Seus olhos, cheios de lágrimas, se ergueram para mim, e senti um aperto no peito. A tristeza em seu olhar era como um espelho refletindo minha própria dor.
— Meu trabalho. — O garoto ergueu o pano bordado, revelando um desenho intrincado com cores vibrantes.
— Átila! — Valkar surgiu de repente, seus olhos se arregalando ao ver a cena. — Líder, o que aconteceu?
Sua expressão se tornou tensa, como se estivesse buscando uma maneira de afastar o garoto o mais rápido possível. A sensação de ser um intruso me atingiu em cheio, e me senti desconfortável.
Para evitar que meus pensamentos sombrios fossem expostos, forcei um sorriso brilhante no rosto. Mas por dentro, meu coração estava em tumulto, lutando contra os próprios desejos e a paranoia que me consumia.

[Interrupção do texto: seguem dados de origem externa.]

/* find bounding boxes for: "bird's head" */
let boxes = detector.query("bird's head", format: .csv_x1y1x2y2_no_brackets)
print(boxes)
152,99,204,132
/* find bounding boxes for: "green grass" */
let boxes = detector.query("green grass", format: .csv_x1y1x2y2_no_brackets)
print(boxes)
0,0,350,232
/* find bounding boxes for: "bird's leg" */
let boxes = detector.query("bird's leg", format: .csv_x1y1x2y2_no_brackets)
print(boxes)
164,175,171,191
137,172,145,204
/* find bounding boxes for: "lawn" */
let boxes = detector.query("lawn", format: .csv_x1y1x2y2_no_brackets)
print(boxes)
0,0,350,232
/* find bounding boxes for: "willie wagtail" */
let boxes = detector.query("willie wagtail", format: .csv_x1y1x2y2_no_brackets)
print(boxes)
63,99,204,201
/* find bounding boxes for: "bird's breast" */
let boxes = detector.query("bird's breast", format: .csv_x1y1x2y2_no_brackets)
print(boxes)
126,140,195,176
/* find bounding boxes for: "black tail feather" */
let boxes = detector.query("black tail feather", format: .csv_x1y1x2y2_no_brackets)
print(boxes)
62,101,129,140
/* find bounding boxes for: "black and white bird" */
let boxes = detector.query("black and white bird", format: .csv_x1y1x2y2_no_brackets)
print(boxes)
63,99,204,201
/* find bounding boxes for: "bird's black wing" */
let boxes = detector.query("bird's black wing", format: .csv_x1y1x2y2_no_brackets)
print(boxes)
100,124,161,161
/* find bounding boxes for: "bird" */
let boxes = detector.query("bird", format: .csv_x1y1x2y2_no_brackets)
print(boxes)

Ajudei Átila a se levantar, e ele me encarou por um breve momento antes de se agarrar à mão de Valkar e novamente derrubara o pano.
— Vamos embora. — Valkar se virou, e pude notar seus músculos relaxando enquanto se distanciava de mim.

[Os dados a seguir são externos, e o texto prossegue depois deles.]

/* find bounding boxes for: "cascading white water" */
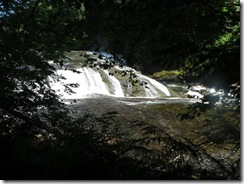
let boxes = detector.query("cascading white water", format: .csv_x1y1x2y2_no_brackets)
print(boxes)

Agachei-me e peguei o bordado esquecido, meus dedos deslizando sobre o tecido macio. Era um lenço adornado com uma Silverorange, o brasão da alcateia, mas a flor estava torta, distorcida em sua execução.
Um sorriso triste surgiu em meus lábios. Para bordar uma rosa com perfeição, eram necessárias técnicas avançadas, algo que meus pais falharam em me ensinar, assim como a Tri.

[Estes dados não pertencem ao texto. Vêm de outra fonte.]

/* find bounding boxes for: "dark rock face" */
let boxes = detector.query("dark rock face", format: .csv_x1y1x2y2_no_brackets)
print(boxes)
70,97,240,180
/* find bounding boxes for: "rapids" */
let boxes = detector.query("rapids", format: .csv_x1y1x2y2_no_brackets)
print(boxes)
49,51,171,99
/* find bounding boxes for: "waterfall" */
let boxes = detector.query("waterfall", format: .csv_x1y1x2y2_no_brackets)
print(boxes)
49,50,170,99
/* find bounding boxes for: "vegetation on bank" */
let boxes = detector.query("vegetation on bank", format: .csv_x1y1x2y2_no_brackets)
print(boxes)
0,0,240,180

Mesmo um pequeno desvio no eixo central poderia resultar em uma forma torta. Era preciso ter um domínio impecável da técnica para manter o centro firme e inflar as pétalas ao redor dele. Bordar uma rosa em um lenço era um processo árduo e trabalhoso, um único ponto malfeito poderia arruinar a flor por completo.
— E pelo visto, foi exatamente isso que aconteceu. — murmurei baixinho, guardando o lenço no bolso com cuidado.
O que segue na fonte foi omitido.